By: Kimberly Wollenburg
Crystal Clean is the emotional and honest story lived and told by a mother struggling with meth addiction.
Kim had low self-esteem through her adolescence and started using drugs and alcohol at a very young age to help her cope with her depression. By the time Kim was in her late 30’s, she was using every day. Kim tells her story starting from the way she was treated at school at a very young age up until she was in her early 40’s and had been sober for 4 years. She tells the story openly sharing both the good things that she learned and all of the negative things that she had to pull herself out of in order to survive and be there for her son. She talks about denial, loving yourself, and taking care of yourself.

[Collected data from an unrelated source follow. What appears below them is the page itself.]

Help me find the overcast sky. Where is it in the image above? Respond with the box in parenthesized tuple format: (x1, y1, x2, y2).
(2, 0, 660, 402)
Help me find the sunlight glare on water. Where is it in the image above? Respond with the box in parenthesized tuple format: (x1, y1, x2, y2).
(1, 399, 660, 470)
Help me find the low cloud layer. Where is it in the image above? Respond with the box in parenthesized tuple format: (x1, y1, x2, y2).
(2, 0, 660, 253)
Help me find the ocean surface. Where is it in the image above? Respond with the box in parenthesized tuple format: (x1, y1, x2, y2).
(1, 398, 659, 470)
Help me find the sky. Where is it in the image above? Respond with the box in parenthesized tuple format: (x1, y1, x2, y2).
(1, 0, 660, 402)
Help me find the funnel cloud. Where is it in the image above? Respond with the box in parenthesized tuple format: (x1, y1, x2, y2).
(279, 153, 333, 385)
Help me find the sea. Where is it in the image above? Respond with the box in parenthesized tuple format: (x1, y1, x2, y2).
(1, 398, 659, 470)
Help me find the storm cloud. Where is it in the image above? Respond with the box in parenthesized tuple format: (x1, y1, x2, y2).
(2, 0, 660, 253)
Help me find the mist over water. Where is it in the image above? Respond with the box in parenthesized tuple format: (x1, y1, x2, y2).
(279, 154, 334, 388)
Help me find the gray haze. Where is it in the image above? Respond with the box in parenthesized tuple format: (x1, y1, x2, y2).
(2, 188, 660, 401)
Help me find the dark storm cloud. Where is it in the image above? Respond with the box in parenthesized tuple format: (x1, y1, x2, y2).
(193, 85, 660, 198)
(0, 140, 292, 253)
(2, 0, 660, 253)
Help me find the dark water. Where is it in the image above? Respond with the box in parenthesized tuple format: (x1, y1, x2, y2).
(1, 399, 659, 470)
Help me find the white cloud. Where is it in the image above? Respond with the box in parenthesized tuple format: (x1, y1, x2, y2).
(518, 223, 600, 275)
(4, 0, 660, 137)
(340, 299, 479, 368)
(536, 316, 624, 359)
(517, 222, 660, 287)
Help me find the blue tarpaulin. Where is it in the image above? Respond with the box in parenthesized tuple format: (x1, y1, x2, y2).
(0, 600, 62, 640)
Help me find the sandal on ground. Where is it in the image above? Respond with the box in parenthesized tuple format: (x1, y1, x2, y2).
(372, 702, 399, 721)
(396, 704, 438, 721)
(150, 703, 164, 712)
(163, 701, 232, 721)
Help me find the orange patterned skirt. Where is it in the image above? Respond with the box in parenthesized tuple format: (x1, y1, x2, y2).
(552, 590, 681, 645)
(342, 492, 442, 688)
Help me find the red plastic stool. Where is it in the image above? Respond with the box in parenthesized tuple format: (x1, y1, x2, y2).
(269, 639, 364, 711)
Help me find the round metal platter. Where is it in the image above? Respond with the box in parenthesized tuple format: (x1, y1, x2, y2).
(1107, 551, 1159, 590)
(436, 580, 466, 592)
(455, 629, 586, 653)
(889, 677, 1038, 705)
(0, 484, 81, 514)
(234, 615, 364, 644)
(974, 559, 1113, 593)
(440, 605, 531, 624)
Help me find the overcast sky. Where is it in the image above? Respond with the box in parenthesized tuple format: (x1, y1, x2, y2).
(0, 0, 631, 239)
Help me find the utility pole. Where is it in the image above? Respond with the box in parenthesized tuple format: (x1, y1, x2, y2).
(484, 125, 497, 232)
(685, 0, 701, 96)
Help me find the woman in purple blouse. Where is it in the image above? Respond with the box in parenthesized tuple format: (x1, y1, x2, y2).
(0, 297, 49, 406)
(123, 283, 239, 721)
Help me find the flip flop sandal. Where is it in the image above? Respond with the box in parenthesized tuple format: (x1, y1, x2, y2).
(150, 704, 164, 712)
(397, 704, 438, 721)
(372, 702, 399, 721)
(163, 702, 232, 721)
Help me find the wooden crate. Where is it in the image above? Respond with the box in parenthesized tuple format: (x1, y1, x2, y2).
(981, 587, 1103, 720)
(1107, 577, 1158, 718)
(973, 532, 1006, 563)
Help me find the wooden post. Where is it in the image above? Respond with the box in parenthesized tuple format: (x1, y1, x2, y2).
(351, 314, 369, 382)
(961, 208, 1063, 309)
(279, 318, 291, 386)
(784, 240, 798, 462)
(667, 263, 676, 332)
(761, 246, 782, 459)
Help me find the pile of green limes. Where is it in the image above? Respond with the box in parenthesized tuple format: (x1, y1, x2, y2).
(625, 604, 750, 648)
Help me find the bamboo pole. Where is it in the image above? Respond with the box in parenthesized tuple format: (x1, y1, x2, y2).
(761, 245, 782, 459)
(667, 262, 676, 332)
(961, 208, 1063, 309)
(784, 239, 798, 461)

It was heartbreaking to read everything that Kim had to go through and the lessons that she had to learn the hard way in order to come out on top of her addiction. It was a tear-jerker when Kim retells her stories about her son Andy, and it truly touched my heart the relationship that she had with her son and how a mother should be willing to do anything to protect their children, including sobering up. The most emotional part was when Kim was talking about being in rehab and having to confront her parents about how she felt.
Crystal Clean is a must read for anyone in this generation due to it’s powerful insight on life provided by the wonderful author and mother that dealt with it first hand. It was the most honest work of art that I’ve ever read and would greatly recommend it to anyone. Hands down, 10/10.
“For some people, it only takes one time. Others may use for a few days or a week before it turns on them, but it always does. And the result is always the same. One hundred percent of the time. Meth will rip you apart and destroy you, no matter who you are, and by then it won’t matter how thin you are or how clean your house is because the whole picture is uglier than anything you can possibly imagine.”
“Getting sober is hard. It hurts, mentally and physically. Staying sober takes true courage. The courage to heal not only the pain caused by addiction, but also all the pain that led to addiction.”